Another example is in Burundi where Ben and his wife started the Long Mile Project (LMP). Over the years we have worked with them, and their South African Import agent, and this has been an interesting ride since the importing agent has changed a few times. Here the LMP are promoting quality by rewarding quality cherry, so they spend time educating farmers to get the cherry to them as quick as possible (within 24 hrs of picking before it spoils the coffee), and only pick ripe. They pay the famers 50c (USD) for basic grade and almost $5 for a coffee that cups above 87. They have decided not to be FairTrade but try and sell direct (through the aforementioned agents)

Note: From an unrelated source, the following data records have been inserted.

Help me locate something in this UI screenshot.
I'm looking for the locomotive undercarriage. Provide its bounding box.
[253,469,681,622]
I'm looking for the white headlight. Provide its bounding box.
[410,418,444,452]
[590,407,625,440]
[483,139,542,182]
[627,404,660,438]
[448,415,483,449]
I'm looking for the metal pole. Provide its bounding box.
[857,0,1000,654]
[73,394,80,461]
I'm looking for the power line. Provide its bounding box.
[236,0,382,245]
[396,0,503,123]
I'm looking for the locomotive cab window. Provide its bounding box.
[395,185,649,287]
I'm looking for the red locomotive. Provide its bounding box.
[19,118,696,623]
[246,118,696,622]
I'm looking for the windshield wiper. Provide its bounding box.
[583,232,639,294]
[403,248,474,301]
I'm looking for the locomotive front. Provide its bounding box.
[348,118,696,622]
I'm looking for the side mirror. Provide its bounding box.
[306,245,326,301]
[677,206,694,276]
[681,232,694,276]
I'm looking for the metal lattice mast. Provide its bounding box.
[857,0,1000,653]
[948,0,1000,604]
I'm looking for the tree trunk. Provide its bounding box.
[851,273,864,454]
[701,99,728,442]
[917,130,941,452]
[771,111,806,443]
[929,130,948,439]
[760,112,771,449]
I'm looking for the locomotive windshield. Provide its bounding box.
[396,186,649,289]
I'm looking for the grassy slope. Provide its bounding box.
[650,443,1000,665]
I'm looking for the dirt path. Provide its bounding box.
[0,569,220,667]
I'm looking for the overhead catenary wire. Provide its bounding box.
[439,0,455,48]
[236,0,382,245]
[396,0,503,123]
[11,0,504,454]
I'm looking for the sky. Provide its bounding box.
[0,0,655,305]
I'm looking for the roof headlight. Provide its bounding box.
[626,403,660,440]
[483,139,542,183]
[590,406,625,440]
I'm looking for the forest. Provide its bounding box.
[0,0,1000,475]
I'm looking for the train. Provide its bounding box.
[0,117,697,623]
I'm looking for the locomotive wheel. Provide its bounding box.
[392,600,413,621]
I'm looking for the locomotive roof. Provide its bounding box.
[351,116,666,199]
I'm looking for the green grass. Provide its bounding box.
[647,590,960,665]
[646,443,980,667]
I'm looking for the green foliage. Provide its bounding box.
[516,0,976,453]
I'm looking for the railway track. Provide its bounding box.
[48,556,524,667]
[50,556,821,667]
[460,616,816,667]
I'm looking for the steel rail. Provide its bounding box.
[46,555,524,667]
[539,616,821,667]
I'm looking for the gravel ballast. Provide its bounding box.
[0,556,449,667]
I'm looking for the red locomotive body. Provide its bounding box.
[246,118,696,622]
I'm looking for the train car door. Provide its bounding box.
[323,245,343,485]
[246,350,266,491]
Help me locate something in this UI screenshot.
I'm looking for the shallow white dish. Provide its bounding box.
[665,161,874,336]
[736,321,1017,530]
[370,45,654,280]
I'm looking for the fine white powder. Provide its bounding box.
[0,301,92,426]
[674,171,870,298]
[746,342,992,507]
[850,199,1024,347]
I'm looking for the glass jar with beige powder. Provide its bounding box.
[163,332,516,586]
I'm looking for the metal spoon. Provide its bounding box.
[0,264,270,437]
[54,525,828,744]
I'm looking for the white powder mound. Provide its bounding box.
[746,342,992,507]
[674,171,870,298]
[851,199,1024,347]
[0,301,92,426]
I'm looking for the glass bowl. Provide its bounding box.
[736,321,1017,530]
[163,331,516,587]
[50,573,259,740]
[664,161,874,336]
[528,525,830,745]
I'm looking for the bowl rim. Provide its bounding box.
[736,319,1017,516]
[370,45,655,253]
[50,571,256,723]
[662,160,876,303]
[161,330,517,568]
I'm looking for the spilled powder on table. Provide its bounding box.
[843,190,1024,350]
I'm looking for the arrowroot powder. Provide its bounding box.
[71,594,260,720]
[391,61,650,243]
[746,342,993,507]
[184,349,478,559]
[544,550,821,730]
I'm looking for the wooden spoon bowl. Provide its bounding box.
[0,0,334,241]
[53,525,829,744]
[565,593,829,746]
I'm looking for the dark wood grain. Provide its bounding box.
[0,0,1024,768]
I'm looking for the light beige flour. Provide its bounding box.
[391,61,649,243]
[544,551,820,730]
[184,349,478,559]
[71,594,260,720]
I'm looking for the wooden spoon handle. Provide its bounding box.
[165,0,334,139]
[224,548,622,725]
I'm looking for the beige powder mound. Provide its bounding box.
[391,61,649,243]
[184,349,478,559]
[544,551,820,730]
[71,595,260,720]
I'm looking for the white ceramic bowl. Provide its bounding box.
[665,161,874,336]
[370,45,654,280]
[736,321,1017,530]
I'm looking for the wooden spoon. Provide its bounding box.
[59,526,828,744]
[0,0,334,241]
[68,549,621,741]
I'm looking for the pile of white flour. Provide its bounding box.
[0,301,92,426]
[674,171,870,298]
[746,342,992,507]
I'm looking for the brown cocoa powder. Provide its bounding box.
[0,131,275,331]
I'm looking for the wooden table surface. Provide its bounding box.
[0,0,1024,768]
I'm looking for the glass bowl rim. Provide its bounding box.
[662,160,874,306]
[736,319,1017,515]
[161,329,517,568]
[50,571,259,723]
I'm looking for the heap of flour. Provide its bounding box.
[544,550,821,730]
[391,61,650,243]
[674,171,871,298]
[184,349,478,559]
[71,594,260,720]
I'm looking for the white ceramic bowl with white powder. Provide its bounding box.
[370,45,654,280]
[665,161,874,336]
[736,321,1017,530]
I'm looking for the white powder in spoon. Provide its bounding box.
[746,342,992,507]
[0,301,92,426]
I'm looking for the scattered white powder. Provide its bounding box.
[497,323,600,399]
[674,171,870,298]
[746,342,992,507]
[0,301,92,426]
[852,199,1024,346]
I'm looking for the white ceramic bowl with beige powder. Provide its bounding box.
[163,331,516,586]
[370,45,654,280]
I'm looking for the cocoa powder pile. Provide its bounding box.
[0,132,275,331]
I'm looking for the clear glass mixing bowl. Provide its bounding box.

There is however a real life story of African coffees and FairTrade a unnamed local roaster that pushes FairTrade, has a contract with a farmers cooperative in Sidama (or Sidamo). Here once they received a quality product and are happy with it they pay a FLO certified levy direct to the farmers cooperative, who are then tasked to distribute it.

Essentially labels are just that labels. For large supermarket chains and international brands they are important, they force accountability at some level. However if you are buying any product from a micro producer that is driven by quality and is driven to reward quality produce then this is a far better way to go a conscious consumer.